Bruce Mau

Biography
Bruce Mau studied at the Ontario College of Art & Design in Toronto, but left prior to graduation in order to join the Fifty Fingers design group in 1980. He stayed there for two years, before crossing the ocean for a brief sojourn at Pentagram in the UK. Returning to Toronto a year later, he became part of the founding triumvirate of Public Good Design and Communications. Soon after, the opportunity to design Zone 1|2 presented itself and he left to establish his own studio, Bruce Mau Design, Inc. Bruce remained the design director of Zone Books until 2004 since that first publication, to which he has added duties as co-editor of Swerve Editions, a Zone imprint. From 1991 to 1993, he also served as Creative Director of I.D. magazine.
In 1995, Bruce Mau received considerable attention for the award-winning and critically acclaimed S,M,L,XL. Designed and conceived by Bruce Mau and Rem Koolhaas, the 1300-page compendium of projects and texts was generated by Pritzker Prize-winning Rem Koolhaas' Office for Metropolitan Architecture.
From 1996 to 1999 Bruce Mau was the Associate Cullinan Professor at Rice University School of Architecture in Houston. He has also been a thesis advisor at the University of Toronto's Faculty of Architecture, Landscape & Design; artist in residence at California Institute of the Arts; and a visiting scholar at the Getty Research Institute in Los Angeles. He has lectured widely across North America and Europe, and currently serves on the International Advisory Committee of the Wexner Center in Columbus, Ohio.
In addition, Bruce is an Honorary Fellow of the Ontario College of Art and Design and a member of the Royal Canadian Academy of Art. He was awarded the Chrysler Award for Design Innovation in 1998, and the Toronto Arts Award for Architecture and Design in 1999. In 2001 he received an Honorary Doctor of Letters from the Emily Carr Institute of Art + Design.
Building on the practice of learning by doing, Bruce Mau founded the Institute without Boundaries in 2003, a studio-based postgraduate program in partnership with George Brown - Toronto
City College. The IwB, formed out of the conviction that the future demands a new breed of designer, became the engine to produce Massive Change, an ambitious, multi-venue exhibition on the possibilities of design culture. Massive Change is also a book, an online forum, an education model as well as a Visionaries Symposium. The Massive Change exhibition opened to critical acclaim at the Vancouver Art Gallery in 2003, and has since toured to the Art Gallery of Ontario and the Museum of Contemporary Art in Chicago.
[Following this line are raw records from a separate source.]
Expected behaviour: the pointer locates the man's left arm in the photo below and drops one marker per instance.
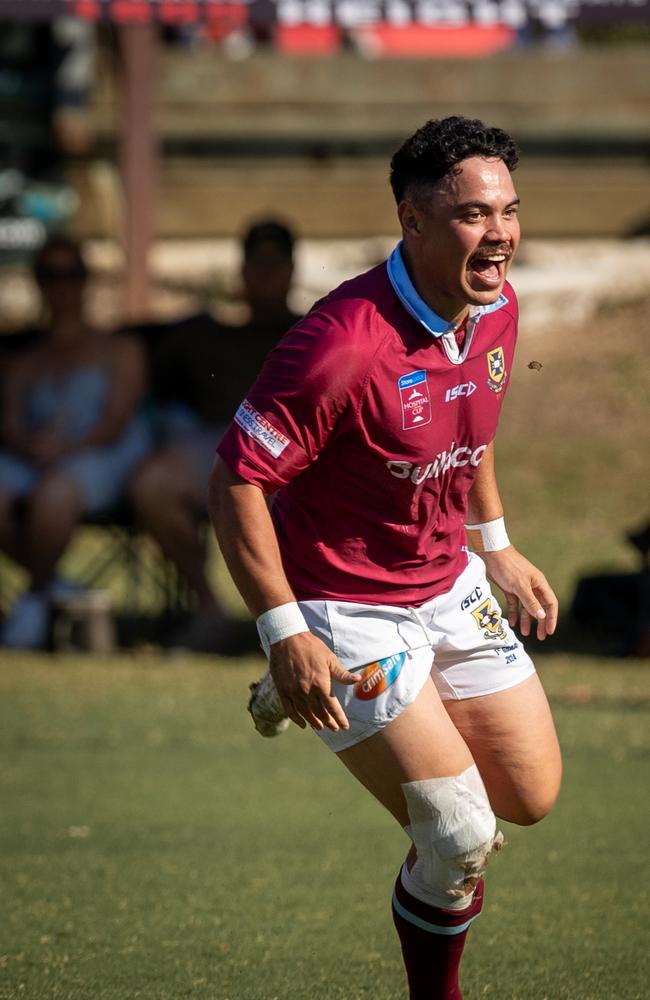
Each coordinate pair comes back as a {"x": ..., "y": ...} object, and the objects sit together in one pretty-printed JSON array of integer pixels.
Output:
[{"x": 528, "y": 593}]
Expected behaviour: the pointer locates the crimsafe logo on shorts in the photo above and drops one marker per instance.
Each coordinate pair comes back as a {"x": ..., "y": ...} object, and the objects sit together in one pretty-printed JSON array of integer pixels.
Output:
[
  {"x": 415, "y": 400},
  {"x": 378, "y": 676},
  {"x": 255, "y": 424}
]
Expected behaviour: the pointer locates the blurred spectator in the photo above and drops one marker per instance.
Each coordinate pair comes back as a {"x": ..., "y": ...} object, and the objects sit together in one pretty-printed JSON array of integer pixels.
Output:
[
  {"x": 207, "y": 368},
  {"x": 69, "y": 436},
  {"x": 47, "y": 70}
]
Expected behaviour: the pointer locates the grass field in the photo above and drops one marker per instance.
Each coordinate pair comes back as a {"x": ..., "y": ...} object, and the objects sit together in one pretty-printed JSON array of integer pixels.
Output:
[{"x": 154, "y": 846}]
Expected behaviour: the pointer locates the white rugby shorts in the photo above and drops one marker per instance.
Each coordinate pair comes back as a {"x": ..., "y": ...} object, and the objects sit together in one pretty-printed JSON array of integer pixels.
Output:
[{"x": 459, "y": 638}]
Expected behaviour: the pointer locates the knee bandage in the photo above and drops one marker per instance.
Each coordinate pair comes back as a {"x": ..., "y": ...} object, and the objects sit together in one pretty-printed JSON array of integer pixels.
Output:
[{"x": 453, "y": 830}]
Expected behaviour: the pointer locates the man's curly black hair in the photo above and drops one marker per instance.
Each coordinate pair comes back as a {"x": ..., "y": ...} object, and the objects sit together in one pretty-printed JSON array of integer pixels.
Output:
[{"x": 435, "y": 149}]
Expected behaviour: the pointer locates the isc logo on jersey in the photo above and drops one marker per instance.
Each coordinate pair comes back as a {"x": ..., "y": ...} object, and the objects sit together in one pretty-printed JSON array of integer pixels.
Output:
[
  {"x": 378, "y": 676},
  {"x": 464, "y": 389}
]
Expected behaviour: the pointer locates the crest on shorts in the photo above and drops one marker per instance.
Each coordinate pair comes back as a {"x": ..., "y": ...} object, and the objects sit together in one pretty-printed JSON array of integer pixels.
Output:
[
  {"x": 496, "y": 369},
  {"x": 378, "y": 676},
  {"x": 489, "y": 618},
  {"x": 415, "y": 400}
]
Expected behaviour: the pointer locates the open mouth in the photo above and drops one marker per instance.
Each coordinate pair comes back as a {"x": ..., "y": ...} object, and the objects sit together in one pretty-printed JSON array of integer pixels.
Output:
[{"x": 489, "y": 268}]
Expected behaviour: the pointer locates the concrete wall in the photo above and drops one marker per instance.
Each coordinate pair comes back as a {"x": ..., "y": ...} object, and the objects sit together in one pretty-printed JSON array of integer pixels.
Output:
[{"x": 311, "y": 139}]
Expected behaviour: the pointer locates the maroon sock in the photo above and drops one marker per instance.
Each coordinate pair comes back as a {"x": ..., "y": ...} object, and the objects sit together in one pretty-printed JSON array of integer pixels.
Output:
[{"x": 432, "y": 943}]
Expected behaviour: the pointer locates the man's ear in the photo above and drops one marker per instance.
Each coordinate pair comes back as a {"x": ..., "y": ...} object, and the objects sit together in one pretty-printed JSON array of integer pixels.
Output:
[{"x": 409, "y": 218}]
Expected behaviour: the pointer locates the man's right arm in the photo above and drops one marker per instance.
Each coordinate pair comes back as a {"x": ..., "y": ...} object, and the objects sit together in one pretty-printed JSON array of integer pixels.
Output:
[{"x": 302, "y": 666}]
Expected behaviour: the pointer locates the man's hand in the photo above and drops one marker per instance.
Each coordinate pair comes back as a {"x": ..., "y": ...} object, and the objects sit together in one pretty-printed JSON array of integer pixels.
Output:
[
  {"x": 528, "y": 593},
  {"x": 303, "y": 669}
]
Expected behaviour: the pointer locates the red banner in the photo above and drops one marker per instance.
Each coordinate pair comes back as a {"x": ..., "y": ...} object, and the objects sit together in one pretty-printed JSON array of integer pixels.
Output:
[{"x": 344, "y": 14}]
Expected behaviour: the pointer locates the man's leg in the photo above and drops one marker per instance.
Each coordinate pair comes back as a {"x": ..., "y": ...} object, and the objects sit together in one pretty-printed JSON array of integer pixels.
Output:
[
  {"x": 512, "y": 739},
  {"x": 421, "y": 769}
]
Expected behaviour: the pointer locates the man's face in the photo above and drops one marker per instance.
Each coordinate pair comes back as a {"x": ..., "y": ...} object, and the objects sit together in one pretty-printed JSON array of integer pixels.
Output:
[{"x": 460, "y": 240}]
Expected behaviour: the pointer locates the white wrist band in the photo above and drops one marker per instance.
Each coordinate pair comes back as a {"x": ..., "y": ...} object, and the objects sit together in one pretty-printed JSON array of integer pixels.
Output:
[
  {"x": 488, "y": 537},
  {"x": 281, "y": 622}
]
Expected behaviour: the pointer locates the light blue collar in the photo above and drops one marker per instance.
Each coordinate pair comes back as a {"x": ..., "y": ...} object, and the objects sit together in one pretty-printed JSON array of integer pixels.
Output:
[{"x": 415, "y": 304}]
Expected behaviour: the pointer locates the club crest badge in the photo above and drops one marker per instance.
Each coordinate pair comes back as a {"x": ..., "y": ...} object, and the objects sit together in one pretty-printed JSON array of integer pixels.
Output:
[
  {"x": 489, "y": 618},
  {"x": 415, "y": 400},
  {"x": 496, "y": 369}
]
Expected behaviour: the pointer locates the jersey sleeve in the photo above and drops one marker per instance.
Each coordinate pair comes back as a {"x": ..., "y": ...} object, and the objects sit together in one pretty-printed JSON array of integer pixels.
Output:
[{"x": 307, "y": 383}]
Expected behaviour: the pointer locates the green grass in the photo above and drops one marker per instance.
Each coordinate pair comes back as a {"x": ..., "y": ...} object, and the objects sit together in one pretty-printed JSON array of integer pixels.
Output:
[{"x": 152, "y": 845}]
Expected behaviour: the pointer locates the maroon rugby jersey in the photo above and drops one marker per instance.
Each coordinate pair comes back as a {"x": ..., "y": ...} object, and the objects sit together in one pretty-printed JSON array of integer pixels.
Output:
[{"x": 371, "y": 427}]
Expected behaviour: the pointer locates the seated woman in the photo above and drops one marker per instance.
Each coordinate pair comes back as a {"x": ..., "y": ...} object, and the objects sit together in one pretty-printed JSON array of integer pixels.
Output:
[
  {"x": 69, "y": 434},
  {"x": 209, "y": 366}
]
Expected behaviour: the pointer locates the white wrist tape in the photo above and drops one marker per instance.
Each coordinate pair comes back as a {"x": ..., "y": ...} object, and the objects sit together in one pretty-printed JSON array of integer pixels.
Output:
[
  {"x": 488, "y": 537},
  {"x": 281, "y": 622}
]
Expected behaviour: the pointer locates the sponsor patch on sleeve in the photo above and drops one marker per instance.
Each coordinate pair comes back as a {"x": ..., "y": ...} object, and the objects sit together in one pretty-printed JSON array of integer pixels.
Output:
[{"x": 261, "y": 429}]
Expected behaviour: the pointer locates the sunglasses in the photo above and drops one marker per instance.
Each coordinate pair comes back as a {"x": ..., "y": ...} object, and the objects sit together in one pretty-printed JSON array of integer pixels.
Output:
[{"x": 59, "y": 274}]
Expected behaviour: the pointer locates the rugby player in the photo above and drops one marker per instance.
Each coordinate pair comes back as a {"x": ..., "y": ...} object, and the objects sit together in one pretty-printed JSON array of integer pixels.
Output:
[{"x": 373, "y": 425}]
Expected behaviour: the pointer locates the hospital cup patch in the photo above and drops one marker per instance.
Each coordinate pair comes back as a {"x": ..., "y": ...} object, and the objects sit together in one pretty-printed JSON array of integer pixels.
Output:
[
  {"x": 255, "y": 424},
  {"x": 378, "y": 676},
  {"x": 415, "y": 400}
]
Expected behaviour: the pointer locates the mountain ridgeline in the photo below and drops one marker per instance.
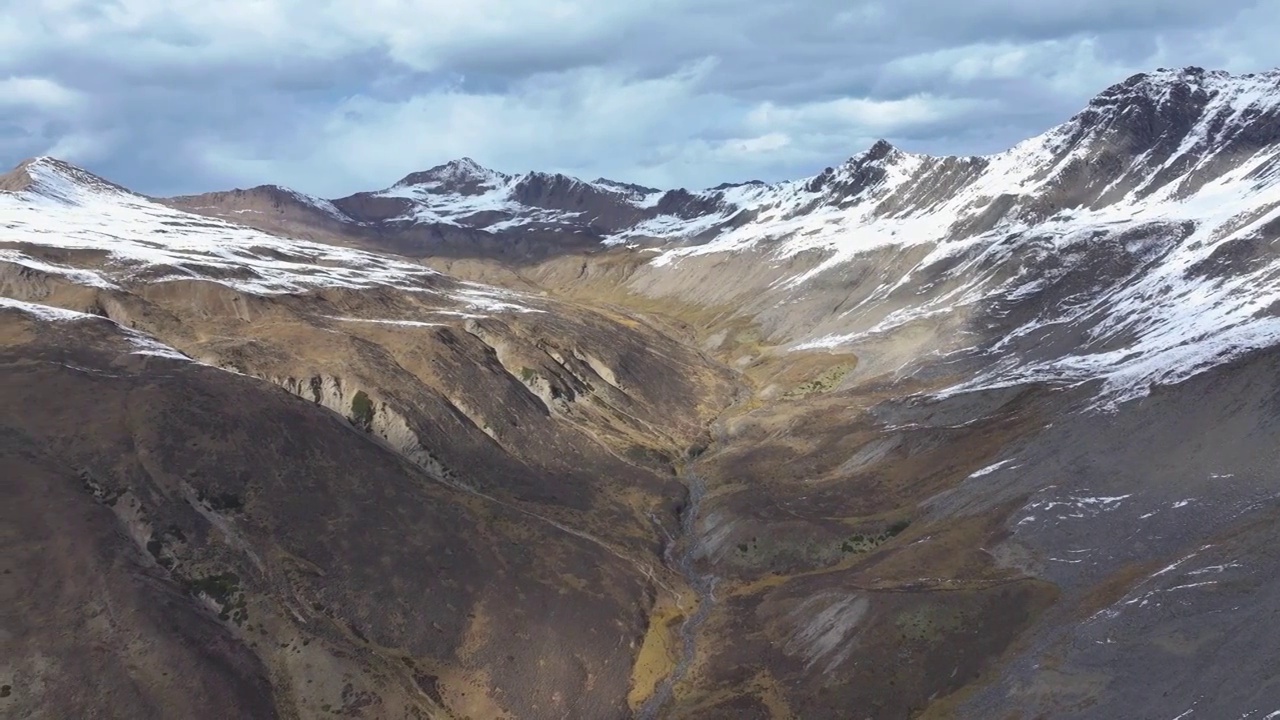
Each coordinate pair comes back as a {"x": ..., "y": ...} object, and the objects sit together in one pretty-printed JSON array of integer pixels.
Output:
[{"x": 914, "y": 437}]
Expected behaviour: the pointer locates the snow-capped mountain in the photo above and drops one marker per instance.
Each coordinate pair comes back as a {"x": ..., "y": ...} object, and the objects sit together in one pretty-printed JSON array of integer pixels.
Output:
[
  {"x": 970, "y": 437},
  {"x": 1141, "y": 228}
]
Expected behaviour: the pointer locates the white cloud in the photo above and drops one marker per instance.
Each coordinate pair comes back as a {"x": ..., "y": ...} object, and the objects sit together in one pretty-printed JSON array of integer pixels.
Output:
[
  {"x": 39, "y": 94},
  {"x": 343, "y": 95}
]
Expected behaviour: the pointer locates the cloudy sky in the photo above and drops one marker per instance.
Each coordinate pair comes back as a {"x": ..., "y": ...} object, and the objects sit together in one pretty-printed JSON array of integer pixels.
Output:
[{"x": 332, "y": 96}]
The objective of Massive Change is to start a global movement of people committed to supporting a new vision of sustainable life on the planet. Envisioned as a collective project, Massive Change has become the optimistic design engine for the Bruce Mau Design practice. Well respected for broadening the idea of design, Bruce has worked with countries, such as Guatemala and Denmark to envision the future of their country.